I like the kind with a calendar because I sometimes I don't have a
marker to cross the days off my wall calendar. I like the kind with a
stopwatch to be sure my mower is up to speed and my toilet isn't clogged.
They don't hold up equally well. The one I bought in 2000 lasted until
2004. The one I bought in 2004 lasted until 2005. The one I bought in
2005, for $14, is still going strong.
However, I had a little trouble this year when it kept leaking. The
O-ring had expanded so it didn't stay in the groove when I screwed the
back down. I solve that by using plumber's grease instead of an O-ring.
Plumber's grease is hard to apply correctly because it's transparent and
colorless. What would be a better grease? The easiest method would be
to leave the cover a little loose, pump the watch full of grease until
it came out the crack, and tighten the cover. Where can I get a Zerk
fitting for a wristwatch?
Water proof is BIG words. Most likely water resistant. Water proof upto
what depth? My Casio G shock is said to be water proof down to 100
meters. Could never dive that deep to check it out. My other
watches(sort of high end ones) need regular check up at service center.

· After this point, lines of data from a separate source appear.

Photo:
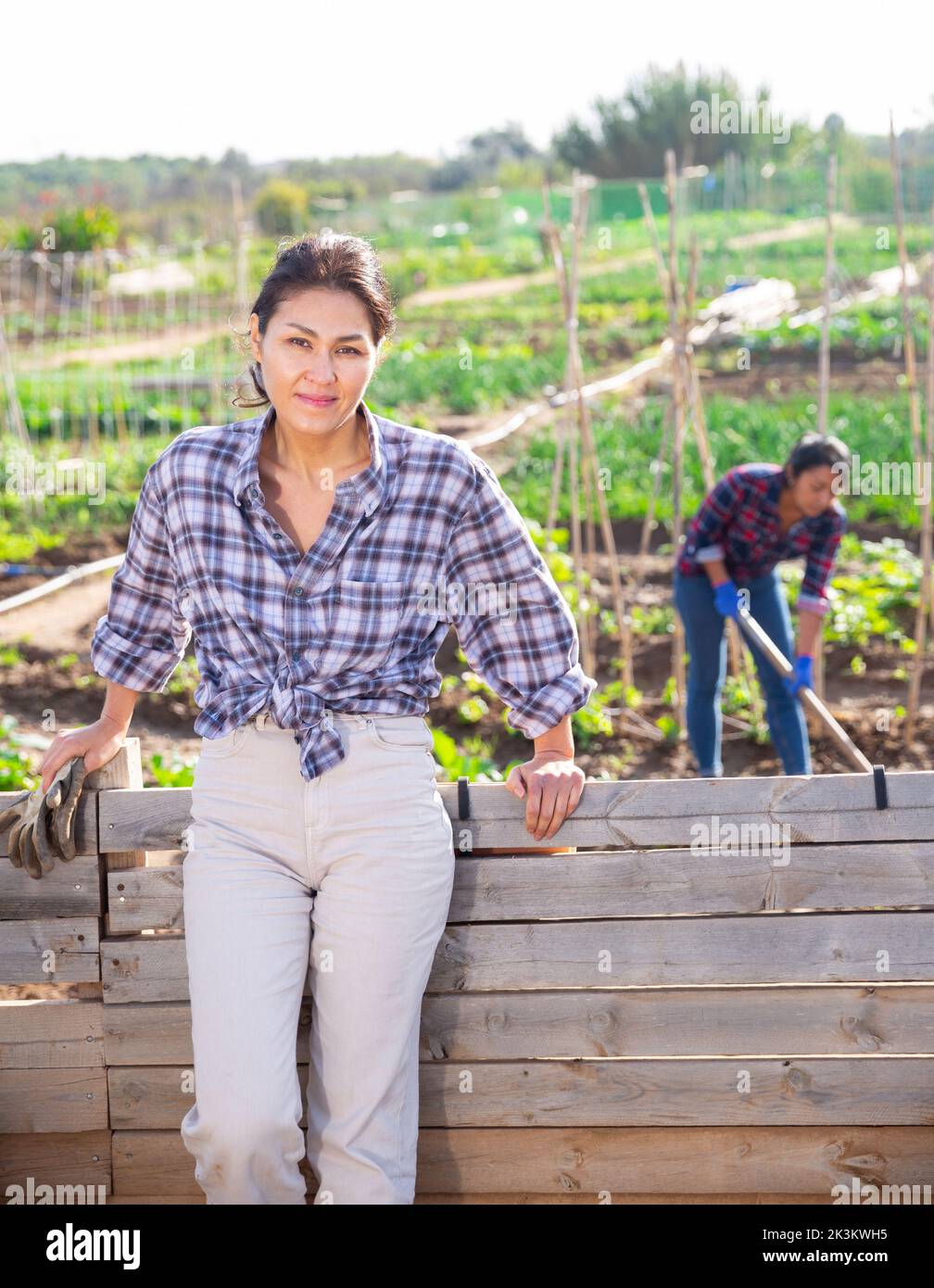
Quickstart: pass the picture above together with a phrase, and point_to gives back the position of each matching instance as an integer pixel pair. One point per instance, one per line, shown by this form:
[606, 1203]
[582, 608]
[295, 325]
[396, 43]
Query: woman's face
[317, 357]
[814, 489]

Part of check up is testing the water leak using pressured
water. And this watches stay on winder when not worn to keep it running
and prevent gumming or drying of lubricating oil. I watched my watch
maker using a little tiny pointed brush to oil watches. I thought O ring
and gasket is two different thing....
Mine says "water resistant 100 M."
I may have been 11 or 12 when I bought my first wrist watch. it said
waterproof. I returned it the day I bought it because it was wet inside
and stopped ticking.
I told the store guy I'd washed my hands with it on. He got mad. "You
shouldn't get a watch wet just because it says it's waterproof!"
Here's the IP code.
Fenix headlamps seem to be IPX-6 or IPX-8. The X means they aren't
concerned with penetration by hands, fingers, wires, dust, or other
solids. If my calculations are right, the 6 means you you could take a
1/2" nozzle with water coming out at 300 km/hour and spray the light at
3 meters for half an hour without getting any water inside.
The 8 means it can be submerged indefinitely. Fenix says they test
their lights at 2 meters.
I wonder if I could get the fire department to test my watch!

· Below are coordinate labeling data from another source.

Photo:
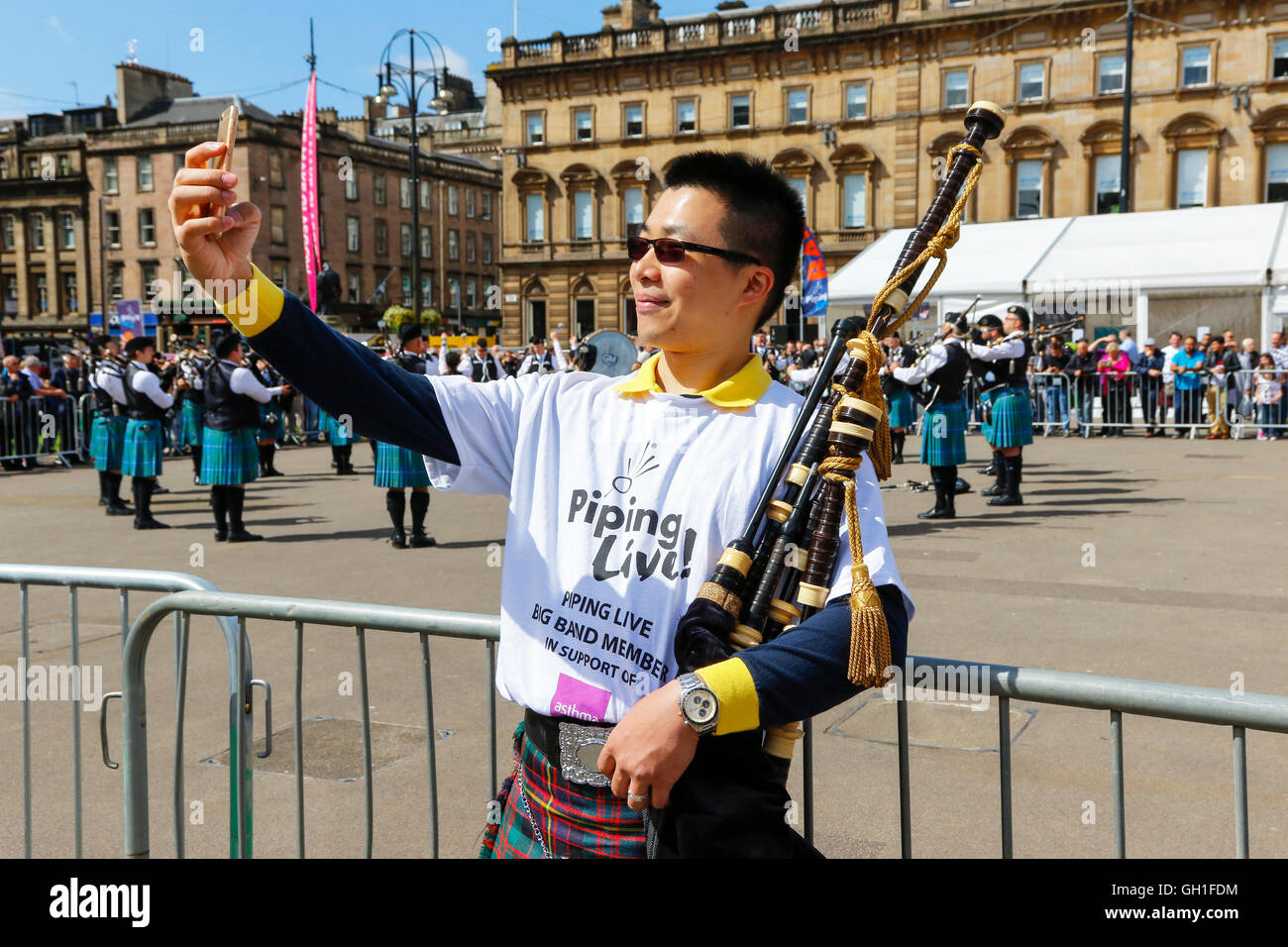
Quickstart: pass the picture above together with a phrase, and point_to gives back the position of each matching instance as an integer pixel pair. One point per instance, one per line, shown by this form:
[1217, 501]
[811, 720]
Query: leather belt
[572, 746]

I call it an O-ring if it's a circular loop with a round cross section.
You may be right. How can I tell the difference?
My daily wear is G shock which is solar powered, with 3 time signal
receivers. Any where in the world I go, I just tell it what city I
am in. Then it shows local time. Very accurate, light and taking shower
wearing it causes no problem. It has bunch of other features but I
don't use them all.
I had an antique motorcycle. At one lube point, it had a little hole
instead of a Zerk fitting. I'd use a piece of inner tube as a sort of
washer. I'd lay it around the hole and press the nozzle of the grease
gun against it.
My mother's cousin knew what to do. He ground the threads on a Zerk
fitting to match the taper of the hole. If I had tapered bits, I could
drill a tapered hole in my watch case. Do they make "pencil-sharpeners"
for Zerks, to grind the threaded end to a desired taper?